Bpipe supports running jobs on Amazon WebServices Elastic Compute Cloud (EC2) infrastructure. This section describes how to setup Bpipe to launch jobs using your AWS account.

Note: Cloud support is still under development, and should be considered beta functionality.

Configuration

To run jobs on EC2, you should configure a number of settings in your bpipe.config file. Follow the example below:

executor="AWSEC2"
accessKey = '<your access key>'
accessSecret = '<your secret access key>'
keypair='<path to pem file>'
securityGroup='<security group to use>'
image= 'ami-02b30ce5afc4b9c26' // ami to use
user = 'centos' // unix username to ssh as
region = 'ap-southeast-2' // region to create instances in
instanceType = 't2.small' // type of instance to use

storage='S3'

filesystems {
    S3 {
        type='S3'
        bucket='<name of bucket to use as work directory>'
        accessKey = '<your access key>'
        accessSecret = '<your secret access key>'
    }
}

NOTE: in the current implementation, it is necessary to redundantly specify the access key and secret for both the storage and the executor.

Preparing an image

As shown in the example above, one thing you must provide is an image id. This image should contain all the software that you need to run the tools in your pipeline. In addition, you should also add the s3fs-fuse. This will allow Bpipe to mount buckets for you onto your instances, so that your pipelines can transparent read and write files from S3 buckets instead of having to copy them to and from the instance.
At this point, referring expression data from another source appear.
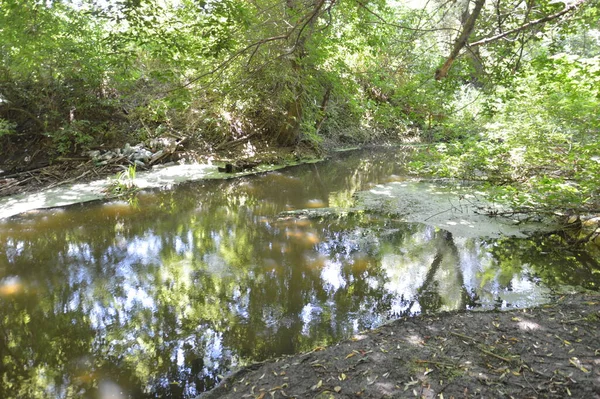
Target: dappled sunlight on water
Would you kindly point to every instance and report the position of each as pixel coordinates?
(160, 298)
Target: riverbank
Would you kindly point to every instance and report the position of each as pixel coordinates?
(85, 180)
(552, 351)
(97, 165)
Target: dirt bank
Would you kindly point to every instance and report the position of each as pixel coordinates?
(551, 351)
(19, 177)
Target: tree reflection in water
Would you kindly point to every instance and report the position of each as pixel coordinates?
(159, 300)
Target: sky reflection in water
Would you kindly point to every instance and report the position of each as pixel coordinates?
(158, 300)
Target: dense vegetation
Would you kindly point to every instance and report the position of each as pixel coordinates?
(508, 90)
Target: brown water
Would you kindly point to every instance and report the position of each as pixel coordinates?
(160, 298)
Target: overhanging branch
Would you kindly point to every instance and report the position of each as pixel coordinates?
(528, 25)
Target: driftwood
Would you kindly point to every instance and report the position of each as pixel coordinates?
(239, 166)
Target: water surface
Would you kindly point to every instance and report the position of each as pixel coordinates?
(160, 298)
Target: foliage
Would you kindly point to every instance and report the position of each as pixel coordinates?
(539, 140)
(124, 182)
(75, 75)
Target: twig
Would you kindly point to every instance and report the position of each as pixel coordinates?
(494, 355)
(480, 348)
(437, 363)
(69, 180)
(464, 336)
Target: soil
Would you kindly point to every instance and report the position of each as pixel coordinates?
(24, 173)
(552, 351)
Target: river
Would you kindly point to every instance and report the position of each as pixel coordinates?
(161, 295)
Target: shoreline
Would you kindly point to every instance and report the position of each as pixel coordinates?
(550, 351)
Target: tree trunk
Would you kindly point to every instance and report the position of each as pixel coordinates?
(462, 39)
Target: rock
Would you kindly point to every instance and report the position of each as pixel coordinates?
(93, 154)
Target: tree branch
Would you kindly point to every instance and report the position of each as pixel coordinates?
(461, 41)
(528, 25)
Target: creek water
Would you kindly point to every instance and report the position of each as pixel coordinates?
(162, 295)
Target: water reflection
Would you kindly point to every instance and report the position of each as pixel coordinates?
(160, 299)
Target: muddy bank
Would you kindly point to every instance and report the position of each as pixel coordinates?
(552, 351)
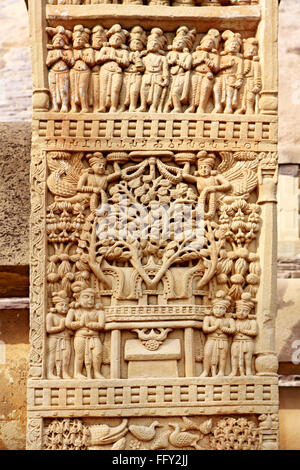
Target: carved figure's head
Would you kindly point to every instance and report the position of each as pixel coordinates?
(205, 163)
(184, 39)
(98, 37)
(60, 37)
(117, 36)
(233, 42)
(87, 298)
(61, 302)
(220, 304)
(250, 47)
(137, 39)
(156, 40)
(244, 306)
(210, 41)
(81, 37)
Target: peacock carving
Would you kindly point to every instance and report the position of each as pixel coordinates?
(66, 168)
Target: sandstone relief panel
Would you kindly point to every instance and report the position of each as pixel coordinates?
(153, 177)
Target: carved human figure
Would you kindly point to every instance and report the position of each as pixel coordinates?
(180, 62)
(80, 74)
(133, 73)
(217, 329)
(230, 77)
(87, 319)
(59, 338)
(93, 182)
(156, 75)
(242, 347)
(98, 40)
(59, 60)
(114, 57)
(206, 61)
(208, 182)
(252, 78)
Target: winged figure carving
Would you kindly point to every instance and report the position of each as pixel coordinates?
(66, 168)
(240, 169)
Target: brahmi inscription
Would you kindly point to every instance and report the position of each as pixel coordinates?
(153, 239)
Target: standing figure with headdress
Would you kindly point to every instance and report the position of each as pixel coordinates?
(87, 319)
(242, 347)
(230, 77)
(92, 184)
(81, 73)
(98, 40)
(59, 338)
(217, 328)
(156, 75)
(252, 78)
(59, 60)
(208, 182)
(114, 57)
(180, 62)
(206, 60)
(132, 78)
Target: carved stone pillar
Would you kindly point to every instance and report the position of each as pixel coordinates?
(153, 227)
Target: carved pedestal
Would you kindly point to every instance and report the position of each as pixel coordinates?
(153, 228)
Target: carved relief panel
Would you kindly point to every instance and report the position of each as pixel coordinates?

Follow the instructions from the sf3fs-fuse web page to install it via SSH on your EC2 instance:

https://github.com/s3fs-fuse/s3fs-fuse

Once this is done, save an image of the instance using the AWS console, and set the image id in your configuration.

Running Jobs

Once you have set up your configuration, created a suitable image (AMI), and set its image id in your bpipe.config file, you can start your pipeline as normal:

bpipe run pipeline.groovy file1.txt file2.txt ...

Note that in this example, file1.txt and file2.txt do not exist locally, they are expected to exist in the S3 bucket you have configured above.